For children with SPD, sensory information is sensed but perceived abnormally. For example, a child with SPD may sense pain when feeling the tag on a shirt brushing against his or her back or a hat hugging his or her head. In other cases, a background noise like a ticking clock may become loud and frightening. For some people with sensory processing disorder, sudden changes of temperature or light are overwhelming. Therefore, stepping outside into bright sunlight may cause a child with SPD to burst into tears.

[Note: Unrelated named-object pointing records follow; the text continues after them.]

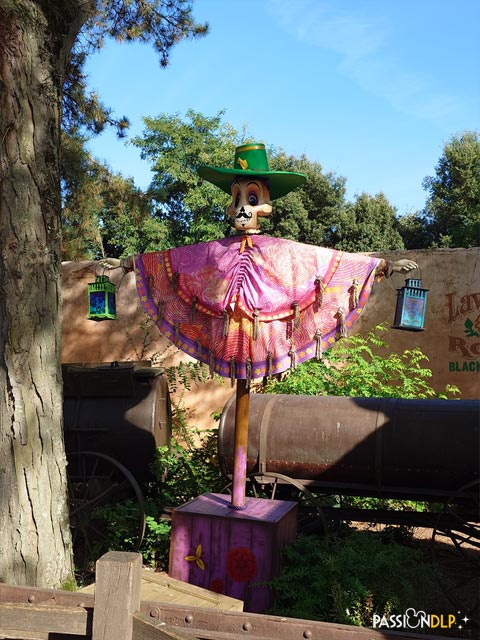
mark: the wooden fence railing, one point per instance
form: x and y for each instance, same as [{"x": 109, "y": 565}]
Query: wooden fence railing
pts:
[{"x": 116, "y": 613}]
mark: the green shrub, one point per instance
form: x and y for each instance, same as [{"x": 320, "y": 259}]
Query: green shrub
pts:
[
  {"x": 347, "y": 579},
  {"x": 361, "y": 367}
]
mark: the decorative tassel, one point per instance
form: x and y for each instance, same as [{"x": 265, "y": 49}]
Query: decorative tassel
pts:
[
  {"x": 318, "y": 346},
  {"x": 248, "y": 369},
  {"x": 226, "y": 321},
  {"x": 319, "y": 290},
  {"x": 256, "y": 314},
  {"x": 161, "y": 311},
  {"x": 193, "y": 308},
  {"x": 211, "y": 363},
  {"x": 341, "y": 317},
  {"x": 293, "y": 356},
  {"x": 296, "y": 315},
  {"x": 174, "y": 281},
  {"x": 232, "y": 371},
  {"x": 354, "y": 289},
  {"x": 150, "y": 285},
  {"x": 269, "y": 364}
]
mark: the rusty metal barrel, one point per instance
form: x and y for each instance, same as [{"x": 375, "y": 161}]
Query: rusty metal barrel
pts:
[
  {"x": 366, "y": 446},
  {"x": 119, "y": 409}
]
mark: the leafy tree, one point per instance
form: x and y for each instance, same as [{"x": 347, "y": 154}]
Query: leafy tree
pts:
[
  {"x": 38, "y": 38},
  {"x": 104, "y": 214},
  {"x": 453, "y": 207},
  {"x": 368, "y": 224},
  {"x": 415, "y": 231},
  {"x": 310, "y": 213},
  {"x": 194, "y": 209}
]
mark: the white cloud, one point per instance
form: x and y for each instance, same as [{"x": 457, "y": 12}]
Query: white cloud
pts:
[{"x": 362, "y": 40}]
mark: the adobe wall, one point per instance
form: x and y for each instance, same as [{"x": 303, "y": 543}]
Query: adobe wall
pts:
[{"x": 453, "y": 348}]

Many researchers believe sensory processing disorder is caused by a problem with sensory modulation, the process by which an individual perceives and integrates neural messages about the senses in the brain. Behaviorally, this is manifested by overreacting or under reacting to certain sensations. Some children who are hyposensitive (having less than the normal ability to respond to stimuli) versus hypersensitive may seek out sensations by constantly moving or playing and thus may appear hyperactive. Sometimes these children are incorrectly labeled with having attention-deficit hyperactivity disorder (ADHD).

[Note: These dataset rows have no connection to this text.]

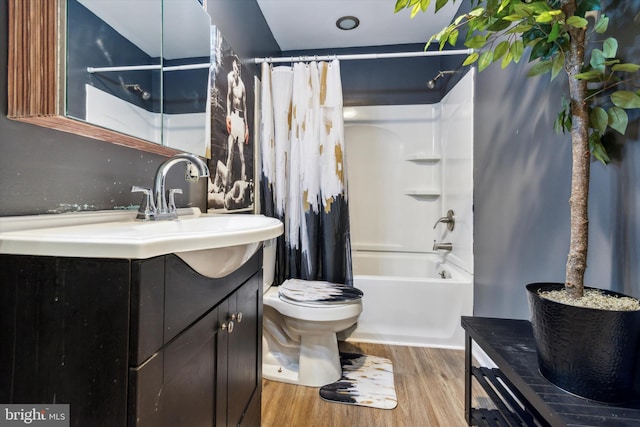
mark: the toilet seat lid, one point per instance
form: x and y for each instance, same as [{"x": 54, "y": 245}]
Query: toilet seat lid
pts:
[{"x": 318, "y": 292}]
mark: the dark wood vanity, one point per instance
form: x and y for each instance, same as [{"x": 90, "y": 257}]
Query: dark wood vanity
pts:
[{"x": 132, "y": 342}]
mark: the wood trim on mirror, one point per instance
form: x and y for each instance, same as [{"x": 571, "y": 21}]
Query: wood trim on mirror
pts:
[{"x": 36, "y": 78}]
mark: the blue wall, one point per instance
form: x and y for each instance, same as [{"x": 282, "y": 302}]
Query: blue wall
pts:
[
  {"x": 521, "y": 187},
  {"x": 521, "y": 172}
]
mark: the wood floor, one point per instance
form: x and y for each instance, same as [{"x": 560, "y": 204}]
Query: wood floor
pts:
[{"x": 429, "y": 386}]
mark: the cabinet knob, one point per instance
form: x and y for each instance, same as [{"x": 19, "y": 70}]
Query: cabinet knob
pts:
[
  {"x": 227, "y": 326},
  {"x": 237, "y": 317}
]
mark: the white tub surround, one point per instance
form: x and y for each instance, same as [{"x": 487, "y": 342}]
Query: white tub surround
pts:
[{"x": 418, "y": 162}]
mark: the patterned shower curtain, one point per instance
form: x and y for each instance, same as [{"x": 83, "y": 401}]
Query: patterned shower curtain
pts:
[{"x": 303, "y": 170}]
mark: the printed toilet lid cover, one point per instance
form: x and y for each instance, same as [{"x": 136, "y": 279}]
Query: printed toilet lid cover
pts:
[{"x": 318, "y": 292}]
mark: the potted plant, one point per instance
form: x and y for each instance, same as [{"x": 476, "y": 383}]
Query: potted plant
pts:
[{"x": 601, "y": 87}]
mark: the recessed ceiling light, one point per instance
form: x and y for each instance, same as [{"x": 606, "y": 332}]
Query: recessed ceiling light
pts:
[{"x": 347, "y": 23}]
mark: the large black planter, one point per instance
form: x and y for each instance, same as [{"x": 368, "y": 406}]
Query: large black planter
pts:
[{"x": 588, "y": 352}]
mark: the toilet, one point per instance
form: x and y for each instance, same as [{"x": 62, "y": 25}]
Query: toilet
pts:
[{"x": 301, "y": 319}]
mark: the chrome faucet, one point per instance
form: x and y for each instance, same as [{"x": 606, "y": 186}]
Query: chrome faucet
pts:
[
  {"x": 450, "y": 220},
  {"x": 443, "y": 246},
  {"x": 160, "y": 204}
]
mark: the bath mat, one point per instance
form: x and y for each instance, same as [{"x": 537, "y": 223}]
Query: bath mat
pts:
[{"x": 366, "y": 381}]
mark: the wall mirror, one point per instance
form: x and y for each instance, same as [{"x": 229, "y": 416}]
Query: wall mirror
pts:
[{"x": 132, "y": 72}]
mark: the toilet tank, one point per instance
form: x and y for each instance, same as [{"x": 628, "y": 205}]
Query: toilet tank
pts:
[{"x": 268, "y": 263}]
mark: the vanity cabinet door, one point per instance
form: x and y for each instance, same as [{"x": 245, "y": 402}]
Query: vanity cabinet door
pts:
[
  {"x": 176, "y": 386},
  {"x": 245, "y": 354}
]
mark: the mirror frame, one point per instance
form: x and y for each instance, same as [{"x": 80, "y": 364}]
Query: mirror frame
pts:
[{"x": 36, "y": 72}]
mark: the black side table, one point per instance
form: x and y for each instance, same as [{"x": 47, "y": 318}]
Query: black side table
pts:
[{"x": 519, "y": 392}]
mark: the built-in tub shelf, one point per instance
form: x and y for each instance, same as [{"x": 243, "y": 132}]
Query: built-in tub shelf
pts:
[
  {"x": 422, "y": 192},
  {"x": 423, "y": 158}
]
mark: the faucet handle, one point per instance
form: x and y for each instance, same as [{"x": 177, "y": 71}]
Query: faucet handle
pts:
[
  {"x": 147, "y": 208},
  {"x": 172, "y": 198},
  {"x": 450, "y": 220}
]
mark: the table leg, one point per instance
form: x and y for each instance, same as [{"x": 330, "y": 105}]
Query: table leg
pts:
[{"x": 467, "y": 378}]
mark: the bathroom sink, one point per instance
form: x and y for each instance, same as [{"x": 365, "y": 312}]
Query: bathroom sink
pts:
[{"x": 214, "y": 245}]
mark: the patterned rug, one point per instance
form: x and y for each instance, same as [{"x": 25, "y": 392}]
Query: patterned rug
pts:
[{"x": 366, "y": 381}]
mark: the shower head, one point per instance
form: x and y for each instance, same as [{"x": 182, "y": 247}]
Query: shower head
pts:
[
  {"x": 138, "y": 90},
  {"x": 431, "y": 84}
]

Parents of children with sensory processing disorder generally first get concerned when their child does not meet key developmental milestones such as speaking or reading. Most children with SPD are just as intelligent as their peers and can even be intellectually gifted; their brains are simply wired differently. Concerned parents should have their child evaluated by a developmental pediatrician, who can make a diagnosis and prescribe a course of treatment. There is no one specific cure for SPD. However, children with SPD can learn to understand their sensory issues and modify their behavior, enabling them to make progress at school and interact with other typically developing kids.

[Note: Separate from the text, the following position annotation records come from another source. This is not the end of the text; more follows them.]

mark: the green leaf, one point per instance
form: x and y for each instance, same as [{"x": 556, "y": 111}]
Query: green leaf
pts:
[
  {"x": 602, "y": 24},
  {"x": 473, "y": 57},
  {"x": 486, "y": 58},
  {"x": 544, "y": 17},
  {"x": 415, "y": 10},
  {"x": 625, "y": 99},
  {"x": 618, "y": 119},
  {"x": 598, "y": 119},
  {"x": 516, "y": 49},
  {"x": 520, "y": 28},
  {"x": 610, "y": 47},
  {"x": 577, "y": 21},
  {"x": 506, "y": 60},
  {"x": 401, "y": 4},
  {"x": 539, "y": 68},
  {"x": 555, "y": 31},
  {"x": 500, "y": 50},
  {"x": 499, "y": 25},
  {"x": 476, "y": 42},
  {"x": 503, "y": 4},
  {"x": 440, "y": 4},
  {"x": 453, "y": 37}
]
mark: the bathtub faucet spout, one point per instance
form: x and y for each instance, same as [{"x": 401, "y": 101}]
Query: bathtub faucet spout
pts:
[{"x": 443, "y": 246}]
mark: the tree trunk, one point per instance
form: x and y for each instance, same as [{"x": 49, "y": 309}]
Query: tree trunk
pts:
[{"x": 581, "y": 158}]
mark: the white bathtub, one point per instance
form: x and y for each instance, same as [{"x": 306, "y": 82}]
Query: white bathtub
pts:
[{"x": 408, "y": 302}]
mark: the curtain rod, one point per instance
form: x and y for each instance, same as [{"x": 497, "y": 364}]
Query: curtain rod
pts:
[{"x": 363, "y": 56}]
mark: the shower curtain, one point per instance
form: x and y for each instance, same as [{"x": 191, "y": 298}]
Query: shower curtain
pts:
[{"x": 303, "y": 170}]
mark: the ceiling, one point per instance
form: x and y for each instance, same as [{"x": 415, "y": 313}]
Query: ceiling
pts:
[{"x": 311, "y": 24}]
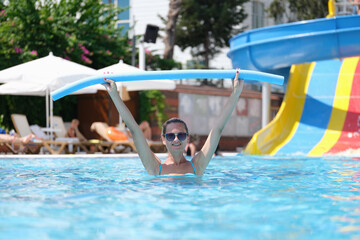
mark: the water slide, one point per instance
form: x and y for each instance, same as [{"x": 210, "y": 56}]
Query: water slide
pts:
[{"x": 320, "y": 113}]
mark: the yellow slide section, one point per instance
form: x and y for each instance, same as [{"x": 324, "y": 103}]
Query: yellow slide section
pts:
[
  {"x": 340, "y": 107},
  {"x": 279, "y": 131}
]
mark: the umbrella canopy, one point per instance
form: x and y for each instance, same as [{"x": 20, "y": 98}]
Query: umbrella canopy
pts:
[
  {"x": 41, "y": 76},
  {"x": 51, "y": 71}
]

Developmental experts consider sensory processing disorder a separate disorder from autism, although children with sensory processing challenges may exhibit similar symptoms. In a report published in a recent issue of Psychology Today, Chantal Sicile-Kira, author of Autism Life Skills (Perigee Trade), noted that “In interviewing autistic adults and teenagers of different ability levels for my book, most of them said sensory processing challenges were the number one difficulty for them.”

When a child is diagnosed with SPD, he or she is often referred to a pediatric occupational therapist (OT). An OT evaluates the child and develops a specific set of therapeutic activities. In treating sensory dysfunctions, a “just right” challenge is often used. This involves giving the child just the right amount of challenge to motivate the child and stimulate changes in the way the child processes sensory information, but not so much as to cause sensory overload. For example, children with hypersensitivity may be exposed to peaceful activities including quiet music and gentle swinging in a softly lit room. Many pediatric hospitals and private based outpatient facilities have specially equipped clinics and highly trained therapists in sensory integration for treating children with sensory disorders.

In addition, an OT can work with parents and school staff to develop environmental accommodations for a child with SPD in order to provide a specific sensory-based program on a daily basis. This could include selecting soft and tag-free clothing, avoiding exposure to fluorescent lighting and providing ear plugs or headphones for emergency use like fire drills. The main goal is to consider the different sensory systems and how a child responds to them in an effort to create a balanced sensory diet.